The meeting will be at 7 p.m. at the Chambers at City Center, located at 8534 Main St. An overview of the plan will be given by city staff as well as representatives from Pond & Company, the development company charged with coordinating the plan.
Mayor Donnie Henriques said it’s not too late in the process for residents to give their input.
“I don’t think there’s any councilmember that doesn’t want to hear what folks have to say,” Henriques said.
Henriques added that feedback from all residents lets city officials and planners know what a majority of people really want.
According to Woodstock officials, the plan builds upon the success that has been seen in the area — including the downtown development, streetscape improvements and the Walton Communities development—and will articulate a contemporary and innovative road map for the city and its partners based on market realities and demographic trends.

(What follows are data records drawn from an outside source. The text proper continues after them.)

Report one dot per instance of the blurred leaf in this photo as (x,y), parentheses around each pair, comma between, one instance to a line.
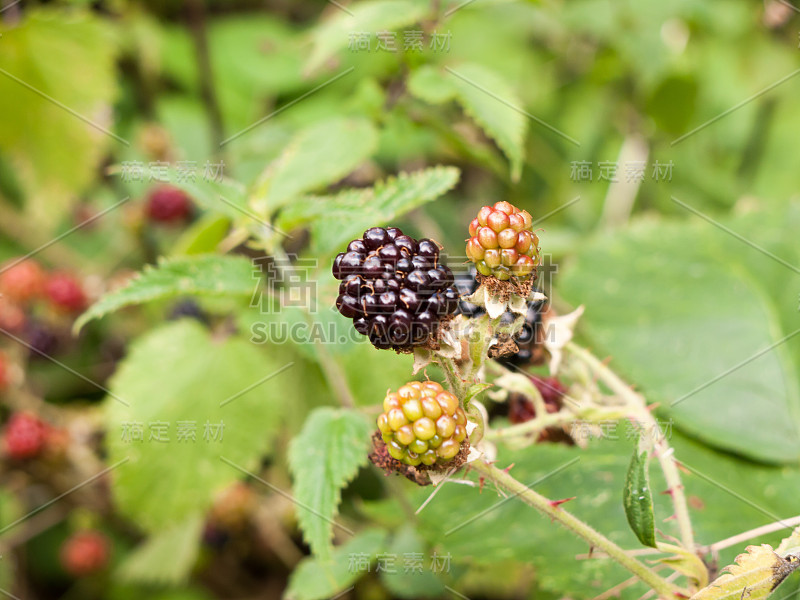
(335,220)
(371,17)
(56,162)
(317,156)
(202,274)
(166,557)
(672,104)
(485,96)
(253,56)
(403,581)
(790,545)
(323,458)
(683,324)
(316,578)
(203,236)
(431,85)
(638,499)
(179,374)
(754,575)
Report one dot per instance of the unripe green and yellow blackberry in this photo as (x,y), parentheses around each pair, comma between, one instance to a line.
(502,242)
(422,424)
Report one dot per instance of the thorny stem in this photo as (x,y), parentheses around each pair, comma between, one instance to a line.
(593,537)
(662,449)
(539,424)
(507,482)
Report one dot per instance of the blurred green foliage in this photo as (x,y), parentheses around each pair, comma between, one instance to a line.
(689,272)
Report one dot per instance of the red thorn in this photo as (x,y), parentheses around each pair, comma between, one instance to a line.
(557,503)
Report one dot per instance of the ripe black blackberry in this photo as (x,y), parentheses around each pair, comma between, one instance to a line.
(394,288)
(525,339)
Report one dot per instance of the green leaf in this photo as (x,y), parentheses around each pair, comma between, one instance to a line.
(323,459)
(54,118)
(167,557)
(203,236)
(790,545)
(485,96)
(378,15)
(754,575)
(403,582)
(687,325)
(334,220)
(637,498)
(205,274)
(431,85)
(316,578)
(316,156)
(178,377)
(512,531)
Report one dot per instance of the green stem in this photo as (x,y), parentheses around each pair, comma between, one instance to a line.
(597,540)
(539,424)
(662,449)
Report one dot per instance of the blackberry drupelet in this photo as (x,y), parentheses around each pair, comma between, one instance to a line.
(395,288)
(502,242)
(422,424)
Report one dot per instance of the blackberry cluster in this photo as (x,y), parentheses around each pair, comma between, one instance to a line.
(394,288)
(422,424)
(502,242)
(525,339)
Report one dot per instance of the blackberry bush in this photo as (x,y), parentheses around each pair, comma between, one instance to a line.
(422,424)
(527,339)
(24,437)
(168,205)
(65,293)
(395,288)
(85,553)
(502,243)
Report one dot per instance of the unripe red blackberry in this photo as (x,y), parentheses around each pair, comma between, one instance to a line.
(169,205)
(233,507)
(394,288)
(24,436)
(65,293)
(502,242)
(12,317)
(85,553)
(521,409)
(422,424)
(22,281)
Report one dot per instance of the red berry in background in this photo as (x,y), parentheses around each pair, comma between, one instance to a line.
(167,204)
(65,293)
(22,281)
(233,506)
(85,553)
(24,436)
(3,372)
(12,317)
(521,409)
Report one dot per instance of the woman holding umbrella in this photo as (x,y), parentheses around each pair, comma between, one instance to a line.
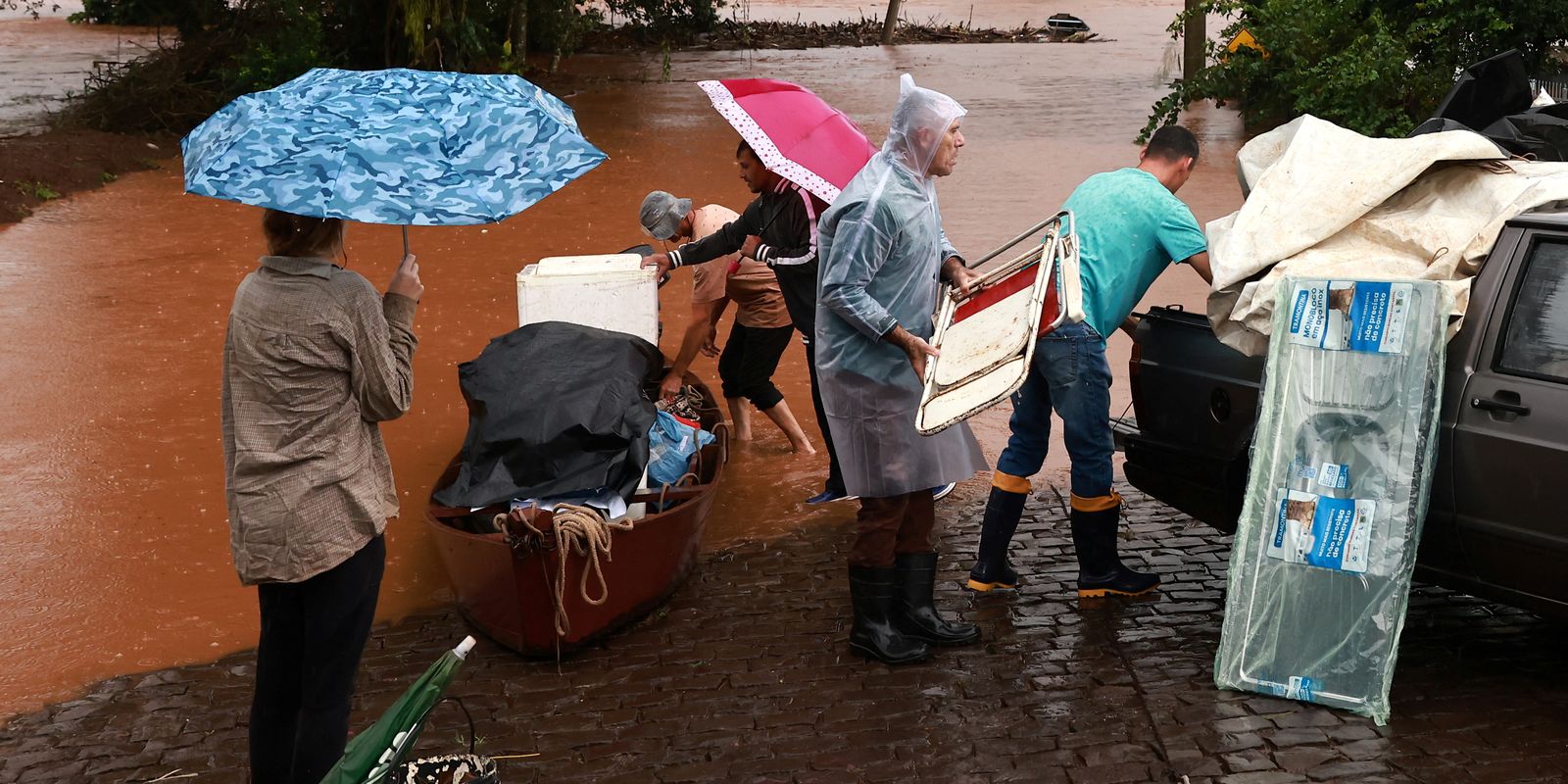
(314,360)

City Manager Jeff Moon said the meeting is part of the process involved in the 10-year update to Woodstock’s Livable Centers Initiative, a grant given by the Atlanta Regional Commission to cities to enhance existing areas looking to make a regional impact.

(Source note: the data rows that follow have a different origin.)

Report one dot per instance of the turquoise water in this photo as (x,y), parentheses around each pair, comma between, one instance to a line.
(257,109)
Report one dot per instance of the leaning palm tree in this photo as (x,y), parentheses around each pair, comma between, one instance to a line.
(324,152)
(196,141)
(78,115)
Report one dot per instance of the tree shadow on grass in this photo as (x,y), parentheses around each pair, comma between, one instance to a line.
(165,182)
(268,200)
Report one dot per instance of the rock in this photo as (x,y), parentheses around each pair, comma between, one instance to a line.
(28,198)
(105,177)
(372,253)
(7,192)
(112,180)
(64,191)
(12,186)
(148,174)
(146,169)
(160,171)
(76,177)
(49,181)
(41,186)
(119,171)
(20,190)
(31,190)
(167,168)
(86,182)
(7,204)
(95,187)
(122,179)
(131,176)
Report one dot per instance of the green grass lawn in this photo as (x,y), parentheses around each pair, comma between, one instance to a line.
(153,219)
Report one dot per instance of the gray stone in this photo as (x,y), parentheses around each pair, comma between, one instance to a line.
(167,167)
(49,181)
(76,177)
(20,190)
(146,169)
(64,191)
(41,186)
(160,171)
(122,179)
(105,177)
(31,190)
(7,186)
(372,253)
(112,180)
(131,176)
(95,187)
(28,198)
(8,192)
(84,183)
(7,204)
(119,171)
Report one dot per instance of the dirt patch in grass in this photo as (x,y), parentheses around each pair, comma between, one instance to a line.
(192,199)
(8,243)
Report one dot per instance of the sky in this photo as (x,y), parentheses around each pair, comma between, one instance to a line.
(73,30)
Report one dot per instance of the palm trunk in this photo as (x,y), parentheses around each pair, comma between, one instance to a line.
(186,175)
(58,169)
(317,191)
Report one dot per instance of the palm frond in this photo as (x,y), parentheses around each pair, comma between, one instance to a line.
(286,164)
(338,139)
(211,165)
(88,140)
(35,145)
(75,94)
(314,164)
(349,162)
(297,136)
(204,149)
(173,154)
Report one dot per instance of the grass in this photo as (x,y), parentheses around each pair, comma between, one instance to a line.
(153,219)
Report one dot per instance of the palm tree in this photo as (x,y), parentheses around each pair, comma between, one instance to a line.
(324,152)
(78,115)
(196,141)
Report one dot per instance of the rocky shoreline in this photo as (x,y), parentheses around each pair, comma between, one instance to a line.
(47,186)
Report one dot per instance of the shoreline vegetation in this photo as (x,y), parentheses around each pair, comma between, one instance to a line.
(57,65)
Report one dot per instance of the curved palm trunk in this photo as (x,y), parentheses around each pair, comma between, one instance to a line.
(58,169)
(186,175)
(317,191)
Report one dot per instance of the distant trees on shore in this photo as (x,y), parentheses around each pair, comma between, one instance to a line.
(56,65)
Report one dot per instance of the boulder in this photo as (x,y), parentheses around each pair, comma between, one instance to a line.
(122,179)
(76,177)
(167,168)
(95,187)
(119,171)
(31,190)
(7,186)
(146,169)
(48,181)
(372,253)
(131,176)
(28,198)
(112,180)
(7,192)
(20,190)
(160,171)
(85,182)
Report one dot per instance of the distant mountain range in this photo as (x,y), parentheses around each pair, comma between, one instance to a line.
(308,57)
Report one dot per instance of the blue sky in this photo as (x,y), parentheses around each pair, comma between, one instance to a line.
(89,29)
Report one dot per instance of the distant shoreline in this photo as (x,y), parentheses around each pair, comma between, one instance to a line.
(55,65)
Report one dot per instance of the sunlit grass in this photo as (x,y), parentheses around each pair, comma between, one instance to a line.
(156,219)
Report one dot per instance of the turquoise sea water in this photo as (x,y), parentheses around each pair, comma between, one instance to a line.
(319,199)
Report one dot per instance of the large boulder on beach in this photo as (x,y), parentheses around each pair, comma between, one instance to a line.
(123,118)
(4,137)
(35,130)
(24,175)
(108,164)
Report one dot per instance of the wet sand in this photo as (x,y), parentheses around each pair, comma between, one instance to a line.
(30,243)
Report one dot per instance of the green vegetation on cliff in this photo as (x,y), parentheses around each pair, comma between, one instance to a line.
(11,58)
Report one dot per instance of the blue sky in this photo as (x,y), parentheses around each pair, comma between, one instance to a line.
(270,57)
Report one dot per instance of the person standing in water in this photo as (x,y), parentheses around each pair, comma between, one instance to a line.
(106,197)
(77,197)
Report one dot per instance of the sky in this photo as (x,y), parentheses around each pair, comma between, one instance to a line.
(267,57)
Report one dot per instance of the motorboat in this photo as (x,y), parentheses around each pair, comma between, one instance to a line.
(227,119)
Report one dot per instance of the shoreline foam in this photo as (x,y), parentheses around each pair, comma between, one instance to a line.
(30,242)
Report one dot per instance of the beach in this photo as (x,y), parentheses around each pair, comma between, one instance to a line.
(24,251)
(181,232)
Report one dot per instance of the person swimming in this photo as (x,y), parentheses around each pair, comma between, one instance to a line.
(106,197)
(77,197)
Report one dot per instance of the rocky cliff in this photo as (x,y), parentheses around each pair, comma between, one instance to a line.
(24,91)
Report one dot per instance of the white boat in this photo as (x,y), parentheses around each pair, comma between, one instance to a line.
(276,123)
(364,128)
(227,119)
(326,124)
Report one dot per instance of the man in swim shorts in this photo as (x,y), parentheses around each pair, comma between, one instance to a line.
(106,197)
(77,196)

“Future grants we apply for would be based on this plan,” Moon said.
Moon said the meeting is especially important for those who live in or own businesses in the town center area.

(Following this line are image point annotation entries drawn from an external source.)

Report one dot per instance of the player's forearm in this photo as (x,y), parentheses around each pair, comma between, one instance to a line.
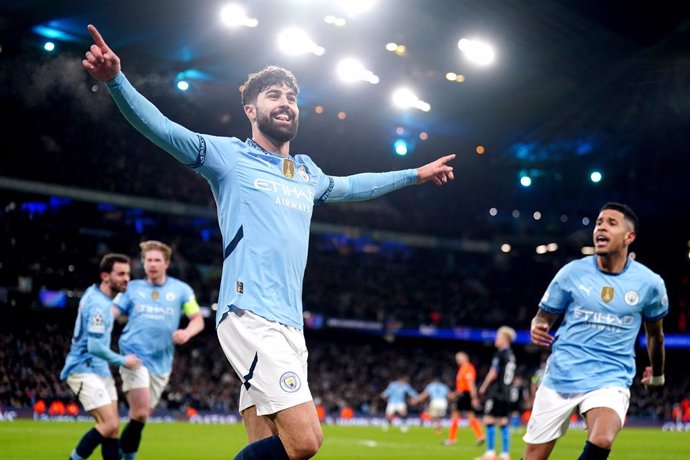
(543,316)
(488,380)
(175,139)
(196,325)
(655,349)
(366,186)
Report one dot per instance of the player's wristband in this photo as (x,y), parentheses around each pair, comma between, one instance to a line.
(657,380)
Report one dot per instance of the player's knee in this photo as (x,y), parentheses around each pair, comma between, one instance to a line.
(140,414)
(603,440)
(307,446)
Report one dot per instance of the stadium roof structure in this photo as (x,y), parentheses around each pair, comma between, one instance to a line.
(577,86)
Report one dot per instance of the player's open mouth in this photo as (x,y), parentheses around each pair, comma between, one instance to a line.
(283,117)
(601,240)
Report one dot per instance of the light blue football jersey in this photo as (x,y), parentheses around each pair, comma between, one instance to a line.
(395,392)
(94,320)
(154,313)
(603,313)
(437,390)
(264,205)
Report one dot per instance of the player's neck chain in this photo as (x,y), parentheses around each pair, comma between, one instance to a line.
(252,143)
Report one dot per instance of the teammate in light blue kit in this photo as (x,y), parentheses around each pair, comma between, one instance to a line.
(264,198)
(437,392)
(605,299)
(396,393)
(153,307)
(87,367)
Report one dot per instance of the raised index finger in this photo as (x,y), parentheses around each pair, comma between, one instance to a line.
(96,36)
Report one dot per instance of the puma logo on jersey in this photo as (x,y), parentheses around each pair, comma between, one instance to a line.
(586,290)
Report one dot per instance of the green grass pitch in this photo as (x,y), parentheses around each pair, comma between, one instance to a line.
(27,439)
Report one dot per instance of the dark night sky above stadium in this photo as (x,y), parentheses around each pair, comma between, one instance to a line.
(577,86)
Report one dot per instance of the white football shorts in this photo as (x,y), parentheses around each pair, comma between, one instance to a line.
(269,358)
(93,391)
(438,407)
(396,408)
(142,378)
(551,411)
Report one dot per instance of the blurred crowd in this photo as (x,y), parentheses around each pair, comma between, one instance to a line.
(346,370)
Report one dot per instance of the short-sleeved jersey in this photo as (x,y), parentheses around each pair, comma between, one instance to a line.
(603,312)
(154,313)
(396,392)
(94,320)
(264,203)
(504,364)
(437,391)
(466,374)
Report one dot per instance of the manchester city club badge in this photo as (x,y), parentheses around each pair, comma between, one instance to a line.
(290,382)
(288,168)
(607,294)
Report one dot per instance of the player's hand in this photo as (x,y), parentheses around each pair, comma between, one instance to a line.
(132,362)
(181,337)
(438,171)
(539,333)
(101,62)
(648,381)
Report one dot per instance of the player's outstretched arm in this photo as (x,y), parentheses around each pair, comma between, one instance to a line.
(439,171)
(100,61)
(539,330)
(653,375)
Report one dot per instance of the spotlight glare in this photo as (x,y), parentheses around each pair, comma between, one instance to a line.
(477,51)
(400,147)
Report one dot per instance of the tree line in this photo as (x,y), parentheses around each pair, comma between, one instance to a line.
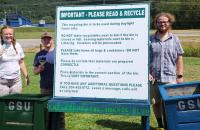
(187,12)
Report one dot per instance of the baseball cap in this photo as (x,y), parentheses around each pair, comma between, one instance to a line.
(46,34)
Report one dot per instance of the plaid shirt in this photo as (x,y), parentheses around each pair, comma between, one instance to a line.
(163,57)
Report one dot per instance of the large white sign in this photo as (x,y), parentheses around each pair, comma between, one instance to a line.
(102,52)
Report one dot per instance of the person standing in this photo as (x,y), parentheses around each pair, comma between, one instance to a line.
(11,62)
(44,65)
(166,61)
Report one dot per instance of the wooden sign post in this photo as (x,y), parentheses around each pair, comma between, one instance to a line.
(102,60)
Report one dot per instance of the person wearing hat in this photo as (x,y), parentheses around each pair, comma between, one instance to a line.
(44,65)
(11,63)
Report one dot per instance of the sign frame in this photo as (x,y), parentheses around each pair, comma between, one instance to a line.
(137,107)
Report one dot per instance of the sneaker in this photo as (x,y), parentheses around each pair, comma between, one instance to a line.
(160,129)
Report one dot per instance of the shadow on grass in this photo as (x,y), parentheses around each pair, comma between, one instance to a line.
(120,125)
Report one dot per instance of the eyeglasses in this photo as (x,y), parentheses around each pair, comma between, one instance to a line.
(161,22)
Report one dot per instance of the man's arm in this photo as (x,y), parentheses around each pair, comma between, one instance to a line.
(179,69)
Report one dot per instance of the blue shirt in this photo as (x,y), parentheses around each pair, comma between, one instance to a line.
(46,76)
(163,57)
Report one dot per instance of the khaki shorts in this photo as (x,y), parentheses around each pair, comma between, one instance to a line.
(155,96)
(10,86)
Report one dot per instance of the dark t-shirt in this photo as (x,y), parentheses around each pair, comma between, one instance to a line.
(46,76)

“It would be good for them to know and gives insight into what the long-range plans are,” Moon said.
More information about the progress of the Town Center Master Plan can be viewed at woodstockproject.wordpress.com.
About 10 residents attended the third meeting Aug. 23, where they were given a project schedule.
A final community meeting will be held Nov. 1 where a five-year action plan will be presented and city council will vote on the finalized plan Dec. 10.
The city council was given an update on the consolidated land use and transportation draft plan at its special called meeting and work session Monday night.
Henriques and council member Tessa Basford were absent.
Pond & Company staff members Joel Reed and Richard Fangmann walked council through the plan in about an hour and a half.
Some of the short and long-term recommendations include a large expansion of trails in the GreenPrints Alliance project, implementing parking meters in high-traffic areas and attracting more types of affordable housing.
Reed said he didn’t think there would be an appetite among homebuyers for a 4,000 square feet or larger homes in the city center.
“If you’re going to have development happen, you want to create a more walkable, pedestrian environment that should be around your town center,” Read said. “If you want it more livable and walkable, you want more of those smaller lot options here and those larger ones can be in Woodstock but maybe outside of that walkable radius.”